Фермер неторопливо обводит взглядом горизонт. Сначала он смотрит на восток, потому что только оттуда можно ожидать появления дождевых туч, а там сияет звезда Колос из созвездия Девы. Южнее его приветствует Южный Крест, привратник великого мира, верный спутник путешественников, питающих к нему суеверное пристрастие; выше, под мерцающим потоком Млечного Пути, горят Альфа и Бета Центавра. На юго-западе светят величественный Сириус и задумчивый Канопус, а к западу, над чуть заметной полосой холмов, искрится алмазный орнамент – Ригель, Бетельгейзе и Беллатрикс (звезды в созвездии Орион). Под конец фермер обращает свой взор на север, туда, куда каждому из нас предстоит рано или поздно удалиться, и лицезреет Большую Медведицу, вставшую здесь на голову – шутка, веселящая уроженца Севера.

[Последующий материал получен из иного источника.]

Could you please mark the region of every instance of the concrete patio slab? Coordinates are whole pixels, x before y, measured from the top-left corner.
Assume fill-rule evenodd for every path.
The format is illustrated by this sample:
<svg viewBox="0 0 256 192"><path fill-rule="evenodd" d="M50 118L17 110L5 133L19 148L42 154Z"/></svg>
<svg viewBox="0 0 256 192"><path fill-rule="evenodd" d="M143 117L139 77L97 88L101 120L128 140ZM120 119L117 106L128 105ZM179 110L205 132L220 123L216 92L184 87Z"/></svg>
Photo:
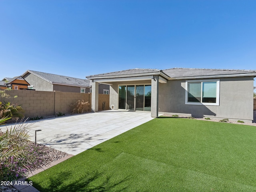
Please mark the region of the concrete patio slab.
<svg viewBox="0 0 256 192"><path fill-rule="evenodd" d="M32 141L35 130L41 130L37 132L37 143L75 155L153 119L150 115L148 112L109 110L27 124Z"/></svg>

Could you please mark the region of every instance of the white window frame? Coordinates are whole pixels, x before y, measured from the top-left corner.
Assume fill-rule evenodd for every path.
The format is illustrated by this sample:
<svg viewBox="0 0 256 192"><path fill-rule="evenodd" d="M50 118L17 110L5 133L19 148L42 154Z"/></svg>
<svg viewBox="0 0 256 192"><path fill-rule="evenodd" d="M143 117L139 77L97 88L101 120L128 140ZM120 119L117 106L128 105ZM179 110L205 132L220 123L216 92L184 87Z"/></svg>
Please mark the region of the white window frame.
<svg viewBox="0 0 256 192"><path fill-rule="evenodd" d="M108 92L108 94L105 94L105 93L104 93L104 92L105 91L107 91ZM105 95L108 95L109 94L109 90L108 90L108 89L104 89L103 90L103 94L105 94Z"/></svg>
<svg viewBox="0 0 256 192"><path fill-rule="evenodd" d="M83 89L84 90L84 92L82 92L82 89ZM80 93L85 93L85 90L86 89L86 88L85 87L80 87Z"/></svg>
<svg viewBox="0 0 256 192"><path fill-rule="evenodd" d="M28 85L28 88L29 89L34 89L34 85Z"/></svg>
<svg viewBox="0 0 256 192"><path fill-rule="evenodd" d="M202 102L202 83L204 82L216 82L216 102L206 103ZM192 102L188 101L188 84L190 82L201 83L201 102ZM220 80L211 79L208 80L190 80L186 81L186 94L185 104L186 105L213 105L219 106L220 105Z"/></svg>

Людям, которых посещают по ночам сны, знакомо ни с чем не сравнимое счастье, которого лишен мир дневного света, экстаз и легкость на душе, сходные со вкусом меда на языке. Ведомо им и то, что объяснение восторга, который охватывает спящего, – это чувство ничем не ограниченной свободы, которое он познает во сне. Это не свобода диктатора, навязывающего миру свою волю, а свобода художника, не скованного ничем, даже волей. Удовольствие от счастливого сна зависит не от его содержания, а от того, что во сне все происходит без участия спящего. Над событиями своего сна он не властен.
Во сне возникают сами собой восхитительные ландшафты, умопомрачительные виды, густые и изящные оттенки, дома, дороги, о которых спящий и не слыхивал. Он лицезрит незнакомых людей, которые дружественны или враждебны ему, хотя он не имеет к ним ни малейшего отношения. Сны насыщены упоительными бегствами и погонями. Изречения всех персонажей проникнуты мудростью. Если удастся вспомнить все это при свете дня, то ночной восторг померкнет, потому что принадлежит иному миру; однако стоит баловню сновидений снова улечься, как он опять возносится и погружается в море восторга. Он купается в ощущении полной свободы, которая течет сквозь него, как воздух, как свет, как неземное дыхание.
Ему даровано великое счастье: без малейших усилий с его стороны он познает ни с чем не сравнимое удовольствие. Он участвует в великом сражении или танцует на грандиозном балу, причем сознает, что все это время даже не утруждает свои ноги необходимостью стоять, а просто возлежит. Чувство свободы пропадает тогда, когда в сознании сидит занозой какая-нибудь необходимость, спешка, забота: написать письмо, успеть к поезду, сделать важную работу. В этом случае спящий пускает коней своего сна галопом, спускает курки всех ружей – и сон начинает таять, превращается в кошмар, то есть в самое гадкое и вульгарное из всех возможных сновидений.
В мире бодрствования больше всего приближается к сновидению ночь без сна в большом городе, где никто ни с кем не знаком, и африканская ночь. Она тоже несет бесконечную свободу. Именно тогда все происходит: решаются судьбы, кипит жизнь, однако ты не имеешь ко всему этому ни малейшего отношения.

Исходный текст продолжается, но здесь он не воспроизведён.